Thomas Hitzlsperger (Vorstandsvorsitzender VfB Stuttgart): "Wir haben immer betont, welche Bedeutung die Fortsetzung der Saison für den Fußball hat. Dementsprechend froh sind wir über die getroffene Entscheidung. Gleichzeitig wissen wir, welche Verantwortung mit der Wiederaufnahme des Spielbetriebs einhergeht. Dieser Verantwortung wollen und werden wir gerecht werden und weiterhin sehr genau auf die Einhaltung der vorgegebenen Richtlinien achten. Im Rahmen der anstehenden DFL-Versammlung kann nun die Detailplanung für die kommenden Tage und Wochen erfolgen."

Monika Lazar (Sprecherin für Sportpolitik) und Erhard Grundl (Mitglied im Sportausschuss/beide B90/Grüne): "Der Wunsch nach einer Rückkehr zur Normalität ist verständlich. Die Entscheidung, Geisterspiele der Bundesliga noch im Mai wieder zuzulassen, sehen wir jedoch weiterhin kritisch.
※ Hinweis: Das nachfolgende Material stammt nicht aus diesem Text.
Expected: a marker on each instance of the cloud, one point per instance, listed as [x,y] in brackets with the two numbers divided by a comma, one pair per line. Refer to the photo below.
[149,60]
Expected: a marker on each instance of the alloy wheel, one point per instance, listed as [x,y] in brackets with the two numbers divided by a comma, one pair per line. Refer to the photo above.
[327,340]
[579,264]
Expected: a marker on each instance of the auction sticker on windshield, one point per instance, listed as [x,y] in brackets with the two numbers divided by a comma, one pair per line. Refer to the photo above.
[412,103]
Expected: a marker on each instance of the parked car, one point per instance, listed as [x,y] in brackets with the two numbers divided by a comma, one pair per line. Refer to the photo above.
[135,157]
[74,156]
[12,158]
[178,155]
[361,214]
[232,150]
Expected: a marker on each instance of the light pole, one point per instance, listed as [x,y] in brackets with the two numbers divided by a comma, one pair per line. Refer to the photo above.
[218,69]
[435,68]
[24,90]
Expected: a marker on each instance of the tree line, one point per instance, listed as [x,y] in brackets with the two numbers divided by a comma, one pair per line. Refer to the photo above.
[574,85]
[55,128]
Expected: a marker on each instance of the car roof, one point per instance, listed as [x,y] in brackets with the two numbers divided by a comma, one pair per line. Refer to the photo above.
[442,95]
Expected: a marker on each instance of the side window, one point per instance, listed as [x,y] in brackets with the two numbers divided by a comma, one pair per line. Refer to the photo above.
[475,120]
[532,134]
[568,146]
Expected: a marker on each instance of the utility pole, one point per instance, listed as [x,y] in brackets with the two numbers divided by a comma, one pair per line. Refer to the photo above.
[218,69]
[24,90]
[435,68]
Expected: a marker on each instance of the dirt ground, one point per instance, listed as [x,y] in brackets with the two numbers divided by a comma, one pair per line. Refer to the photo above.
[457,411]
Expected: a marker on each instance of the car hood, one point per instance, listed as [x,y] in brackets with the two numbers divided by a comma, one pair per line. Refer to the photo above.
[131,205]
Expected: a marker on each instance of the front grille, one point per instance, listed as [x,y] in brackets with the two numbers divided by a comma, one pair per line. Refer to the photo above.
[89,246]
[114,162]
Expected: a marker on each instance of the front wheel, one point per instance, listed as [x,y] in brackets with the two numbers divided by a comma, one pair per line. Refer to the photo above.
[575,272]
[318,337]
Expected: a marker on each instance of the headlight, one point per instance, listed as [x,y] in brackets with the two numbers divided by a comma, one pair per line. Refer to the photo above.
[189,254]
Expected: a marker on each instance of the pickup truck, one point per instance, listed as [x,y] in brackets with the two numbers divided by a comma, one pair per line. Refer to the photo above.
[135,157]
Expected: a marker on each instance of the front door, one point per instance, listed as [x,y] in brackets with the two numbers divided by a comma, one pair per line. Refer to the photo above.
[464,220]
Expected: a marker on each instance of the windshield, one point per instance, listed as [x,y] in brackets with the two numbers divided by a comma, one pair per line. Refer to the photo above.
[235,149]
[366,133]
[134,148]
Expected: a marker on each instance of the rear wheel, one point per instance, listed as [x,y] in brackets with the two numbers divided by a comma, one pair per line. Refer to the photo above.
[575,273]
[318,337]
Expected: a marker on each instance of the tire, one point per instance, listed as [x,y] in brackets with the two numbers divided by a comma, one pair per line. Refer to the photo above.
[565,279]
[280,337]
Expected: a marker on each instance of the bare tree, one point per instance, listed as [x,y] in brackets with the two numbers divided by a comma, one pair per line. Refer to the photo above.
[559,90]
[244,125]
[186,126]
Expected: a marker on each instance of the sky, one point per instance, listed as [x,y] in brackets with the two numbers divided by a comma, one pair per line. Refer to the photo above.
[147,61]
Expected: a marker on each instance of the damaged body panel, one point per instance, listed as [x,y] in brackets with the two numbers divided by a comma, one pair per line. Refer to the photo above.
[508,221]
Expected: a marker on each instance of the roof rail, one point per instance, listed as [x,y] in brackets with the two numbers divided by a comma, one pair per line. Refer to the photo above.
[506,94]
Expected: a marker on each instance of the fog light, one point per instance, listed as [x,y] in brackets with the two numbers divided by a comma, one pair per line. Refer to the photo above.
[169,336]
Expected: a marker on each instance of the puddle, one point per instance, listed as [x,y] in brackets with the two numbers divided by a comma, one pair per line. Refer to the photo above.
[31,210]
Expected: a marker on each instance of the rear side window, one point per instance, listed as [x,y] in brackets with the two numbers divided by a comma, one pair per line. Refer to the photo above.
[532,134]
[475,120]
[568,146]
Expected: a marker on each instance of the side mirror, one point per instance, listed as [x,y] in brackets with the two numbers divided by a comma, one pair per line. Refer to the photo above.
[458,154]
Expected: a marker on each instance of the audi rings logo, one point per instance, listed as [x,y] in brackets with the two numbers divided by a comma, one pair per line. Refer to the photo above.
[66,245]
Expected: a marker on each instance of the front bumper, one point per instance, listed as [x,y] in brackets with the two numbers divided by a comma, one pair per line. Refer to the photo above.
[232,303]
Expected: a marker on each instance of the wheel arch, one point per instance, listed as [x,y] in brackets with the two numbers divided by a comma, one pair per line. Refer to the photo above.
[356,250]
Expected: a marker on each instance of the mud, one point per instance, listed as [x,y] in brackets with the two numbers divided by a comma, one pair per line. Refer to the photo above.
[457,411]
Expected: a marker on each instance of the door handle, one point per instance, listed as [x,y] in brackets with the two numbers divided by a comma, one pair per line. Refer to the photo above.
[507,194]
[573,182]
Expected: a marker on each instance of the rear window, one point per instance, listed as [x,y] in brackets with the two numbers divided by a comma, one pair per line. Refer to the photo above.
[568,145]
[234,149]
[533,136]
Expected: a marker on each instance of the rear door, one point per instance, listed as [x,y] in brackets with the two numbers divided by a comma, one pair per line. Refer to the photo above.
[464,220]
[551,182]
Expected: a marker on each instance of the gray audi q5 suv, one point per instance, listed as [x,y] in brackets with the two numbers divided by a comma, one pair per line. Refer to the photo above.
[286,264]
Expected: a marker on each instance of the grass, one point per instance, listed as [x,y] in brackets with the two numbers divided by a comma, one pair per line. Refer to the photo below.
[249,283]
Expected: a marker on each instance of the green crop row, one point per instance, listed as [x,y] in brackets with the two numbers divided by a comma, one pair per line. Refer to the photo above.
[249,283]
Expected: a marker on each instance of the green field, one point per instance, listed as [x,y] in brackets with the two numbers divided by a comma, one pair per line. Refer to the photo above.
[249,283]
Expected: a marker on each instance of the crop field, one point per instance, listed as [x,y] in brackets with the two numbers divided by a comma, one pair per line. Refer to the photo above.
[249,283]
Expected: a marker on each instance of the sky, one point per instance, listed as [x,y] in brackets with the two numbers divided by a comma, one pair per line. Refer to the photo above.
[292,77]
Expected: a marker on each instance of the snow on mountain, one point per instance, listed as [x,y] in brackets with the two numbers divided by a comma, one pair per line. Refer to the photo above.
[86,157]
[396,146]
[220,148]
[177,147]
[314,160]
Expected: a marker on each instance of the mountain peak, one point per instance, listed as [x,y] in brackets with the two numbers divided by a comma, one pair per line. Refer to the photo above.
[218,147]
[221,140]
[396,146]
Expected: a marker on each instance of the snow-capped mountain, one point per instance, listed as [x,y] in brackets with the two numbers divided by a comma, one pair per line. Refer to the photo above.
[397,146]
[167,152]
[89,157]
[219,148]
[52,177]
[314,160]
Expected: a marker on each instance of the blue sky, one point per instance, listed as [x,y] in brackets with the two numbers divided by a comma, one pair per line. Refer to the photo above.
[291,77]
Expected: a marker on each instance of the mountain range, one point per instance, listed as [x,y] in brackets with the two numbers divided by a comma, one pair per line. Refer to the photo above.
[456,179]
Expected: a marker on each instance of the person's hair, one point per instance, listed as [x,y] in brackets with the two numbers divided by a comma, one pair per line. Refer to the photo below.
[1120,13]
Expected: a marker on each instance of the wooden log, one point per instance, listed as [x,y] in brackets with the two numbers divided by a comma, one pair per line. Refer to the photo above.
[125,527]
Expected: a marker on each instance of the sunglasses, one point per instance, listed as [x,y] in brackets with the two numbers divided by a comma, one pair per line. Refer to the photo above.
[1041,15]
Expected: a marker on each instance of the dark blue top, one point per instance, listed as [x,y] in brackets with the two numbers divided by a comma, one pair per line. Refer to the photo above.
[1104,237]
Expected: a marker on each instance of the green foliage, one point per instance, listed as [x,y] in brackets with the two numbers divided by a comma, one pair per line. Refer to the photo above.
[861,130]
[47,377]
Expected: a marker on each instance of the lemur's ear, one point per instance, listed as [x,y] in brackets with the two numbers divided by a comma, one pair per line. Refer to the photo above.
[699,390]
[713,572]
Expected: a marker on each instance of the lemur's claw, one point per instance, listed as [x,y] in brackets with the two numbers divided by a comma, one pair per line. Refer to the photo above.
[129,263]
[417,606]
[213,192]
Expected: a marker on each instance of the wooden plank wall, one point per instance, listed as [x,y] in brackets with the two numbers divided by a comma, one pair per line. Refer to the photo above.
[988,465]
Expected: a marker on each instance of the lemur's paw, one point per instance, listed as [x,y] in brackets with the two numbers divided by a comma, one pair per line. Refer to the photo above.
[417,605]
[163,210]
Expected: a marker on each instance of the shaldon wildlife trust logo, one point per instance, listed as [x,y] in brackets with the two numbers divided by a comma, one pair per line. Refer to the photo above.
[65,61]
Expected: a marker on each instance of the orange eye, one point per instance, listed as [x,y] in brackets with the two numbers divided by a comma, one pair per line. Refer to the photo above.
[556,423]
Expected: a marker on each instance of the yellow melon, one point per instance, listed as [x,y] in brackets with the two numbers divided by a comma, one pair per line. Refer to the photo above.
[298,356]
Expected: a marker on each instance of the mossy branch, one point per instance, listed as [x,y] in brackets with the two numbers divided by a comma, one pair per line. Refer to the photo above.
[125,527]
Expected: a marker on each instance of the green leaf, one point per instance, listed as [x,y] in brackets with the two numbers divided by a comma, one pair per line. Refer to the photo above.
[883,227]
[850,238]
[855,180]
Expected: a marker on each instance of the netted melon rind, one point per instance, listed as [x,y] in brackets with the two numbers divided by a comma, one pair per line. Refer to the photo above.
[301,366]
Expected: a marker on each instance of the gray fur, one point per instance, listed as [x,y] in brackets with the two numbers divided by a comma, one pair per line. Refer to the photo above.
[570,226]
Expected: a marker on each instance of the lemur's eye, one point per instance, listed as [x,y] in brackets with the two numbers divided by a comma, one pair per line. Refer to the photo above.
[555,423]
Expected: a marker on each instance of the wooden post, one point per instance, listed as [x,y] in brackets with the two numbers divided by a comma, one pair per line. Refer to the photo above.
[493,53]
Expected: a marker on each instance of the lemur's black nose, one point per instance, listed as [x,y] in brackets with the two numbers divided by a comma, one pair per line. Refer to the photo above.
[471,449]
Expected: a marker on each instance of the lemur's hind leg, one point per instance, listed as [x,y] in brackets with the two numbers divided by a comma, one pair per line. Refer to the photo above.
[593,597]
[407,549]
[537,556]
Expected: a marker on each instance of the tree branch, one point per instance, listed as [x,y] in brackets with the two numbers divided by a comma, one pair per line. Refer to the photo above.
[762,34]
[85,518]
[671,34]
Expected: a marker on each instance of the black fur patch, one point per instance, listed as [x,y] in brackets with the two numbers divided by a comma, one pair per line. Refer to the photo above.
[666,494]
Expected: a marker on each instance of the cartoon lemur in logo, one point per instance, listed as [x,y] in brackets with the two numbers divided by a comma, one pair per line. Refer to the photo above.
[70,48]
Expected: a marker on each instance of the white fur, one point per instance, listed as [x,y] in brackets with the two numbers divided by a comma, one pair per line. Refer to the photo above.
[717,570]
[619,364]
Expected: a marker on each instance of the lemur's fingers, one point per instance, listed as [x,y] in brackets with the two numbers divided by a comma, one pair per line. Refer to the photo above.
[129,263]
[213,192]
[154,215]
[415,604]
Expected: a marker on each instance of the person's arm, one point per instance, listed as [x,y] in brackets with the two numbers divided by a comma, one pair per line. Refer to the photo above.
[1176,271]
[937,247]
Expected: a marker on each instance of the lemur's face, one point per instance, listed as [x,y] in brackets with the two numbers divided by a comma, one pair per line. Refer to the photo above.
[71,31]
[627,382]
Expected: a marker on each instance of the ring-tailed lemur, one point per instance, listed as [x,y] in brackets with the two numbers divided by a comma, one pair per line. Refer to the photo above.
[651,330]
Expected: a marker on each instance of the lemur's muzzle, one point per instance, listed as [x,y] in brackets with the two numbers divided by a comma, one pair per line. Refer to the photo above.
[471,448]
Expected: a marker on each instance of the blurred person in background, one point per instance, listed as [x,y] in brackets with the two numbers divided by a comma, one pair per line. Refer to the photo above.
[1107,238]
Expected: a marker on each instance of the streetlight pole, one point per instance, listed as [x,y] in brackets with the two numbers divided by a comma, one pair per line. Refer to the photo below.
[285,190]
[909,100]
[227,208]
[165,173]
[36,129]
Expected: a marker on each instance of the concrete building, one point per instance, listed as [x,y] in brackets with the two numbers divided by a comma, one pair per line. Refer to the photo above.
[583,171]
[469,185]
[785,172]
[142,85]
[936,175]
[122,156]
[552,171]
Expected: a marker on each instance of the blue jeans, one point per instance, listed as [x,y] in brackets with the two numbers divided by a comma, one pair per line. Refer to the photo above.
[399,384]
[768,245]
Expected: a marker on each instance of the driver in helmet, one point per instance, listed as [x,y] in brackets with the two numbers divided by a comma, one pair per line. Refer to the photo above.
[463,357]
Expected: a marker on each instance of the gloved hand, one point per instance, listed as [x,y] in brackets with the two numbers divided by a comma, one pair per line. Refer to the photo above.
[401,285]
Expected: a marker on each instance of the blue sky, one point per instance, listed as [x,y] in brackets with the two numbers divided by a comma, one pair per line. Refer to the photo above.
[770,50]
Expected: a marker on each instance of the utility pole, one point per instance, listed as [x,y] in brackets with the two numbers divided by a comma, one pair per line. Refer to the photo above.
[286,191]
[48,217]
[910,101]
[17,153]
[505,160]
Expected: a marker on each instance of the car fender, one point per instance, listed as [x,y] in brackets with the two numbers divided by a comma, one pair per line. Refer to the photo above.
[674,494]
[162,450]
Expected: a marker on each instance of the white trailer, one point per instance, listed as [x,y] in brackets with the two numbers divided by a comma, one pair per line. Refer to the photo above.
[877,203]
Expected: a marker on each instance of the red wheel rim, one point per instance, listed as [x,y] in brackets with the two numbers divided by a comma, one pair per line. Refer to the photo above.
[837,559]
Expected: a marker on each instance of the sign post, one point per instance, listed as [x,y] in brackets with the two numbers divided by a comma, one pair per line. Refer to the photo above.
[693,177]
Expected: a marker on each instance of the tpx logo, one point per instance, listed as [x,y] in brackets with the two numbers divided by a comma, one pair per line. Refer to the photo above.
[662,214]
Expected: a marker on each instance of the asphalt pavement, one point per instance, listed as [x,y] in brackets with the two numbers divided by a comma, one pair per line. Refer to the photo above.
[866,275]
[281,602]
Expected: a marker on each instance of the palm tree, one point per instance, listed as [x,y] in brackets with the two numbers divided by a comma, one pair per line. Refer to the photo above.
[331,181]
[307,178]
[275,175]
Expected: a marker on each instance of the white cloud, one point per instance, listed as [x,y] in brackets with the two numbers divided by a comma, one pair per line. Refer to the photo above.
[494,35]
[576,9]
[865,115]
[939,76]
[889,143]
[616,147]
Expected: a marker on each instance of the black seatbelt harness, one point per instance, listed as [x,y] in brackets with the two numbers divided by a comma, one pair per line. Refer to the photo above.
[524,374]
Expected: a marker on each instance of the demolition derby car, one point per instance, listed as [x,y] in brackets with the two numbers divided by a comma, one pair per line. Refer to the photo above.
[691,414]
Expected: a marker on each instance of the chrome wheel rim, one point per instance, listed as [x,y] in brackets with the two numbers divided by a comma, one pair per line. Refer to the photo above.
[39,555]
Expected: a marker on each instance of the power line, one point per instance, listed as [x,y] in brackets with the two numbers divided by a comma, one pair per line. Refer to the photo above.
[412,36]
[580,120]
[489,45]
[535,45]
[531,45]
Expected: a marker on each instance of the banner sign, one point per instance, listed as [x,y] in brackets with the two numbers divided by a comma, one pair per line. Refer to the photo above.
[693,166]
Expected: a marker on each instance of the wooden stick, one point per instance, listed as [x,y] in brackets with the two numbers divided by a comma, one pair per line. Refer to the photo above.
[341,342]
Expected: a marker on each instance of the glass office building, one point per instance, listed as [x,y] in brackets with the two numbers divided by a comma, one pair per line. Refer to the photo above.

Zum einen ist nicht nachvollziehbar, wieso dem Profifußball eine "Extra-Stadionwurst" zugesprochen wird: Während besonders exponierte Berufsgruppen wie etwa Pflegerinnen und Pfleger in Pflegeheimen immer noch nicht ausreichend auf COVID-19 getestet werden, wird genau dies nun bei Profifußballern praktiziert."

SPD-Politiker und Gesundheitsexperte Karl Lauterbach nannte die Entscheidung ein "fatales Signal". "Der Beschluss zur Bundesliga ist enttäuschend und falsch, ich bedauere ihn sehr", sagte der 57-Jährige dem Nachrichtenportal "t-online.de".

Anja Stahman (Vorsitzende der Sportministerkonferenz): "Ich halte das Unterfangen, Geisterspiele abzuhalten, immer noch für hoch risikobehaftet. Das ist gewissermaßen der Tanz auf dem Seil, weil wir immer noch eine Infektionslage in Deutschland haben, von der wir nicht wissen, wie weit sich das Virus verbreitet hat." 

Kommentar: "Profis müssen verantwortungsvoll mit der Chance umgehen, wieder spielen zu dürfen"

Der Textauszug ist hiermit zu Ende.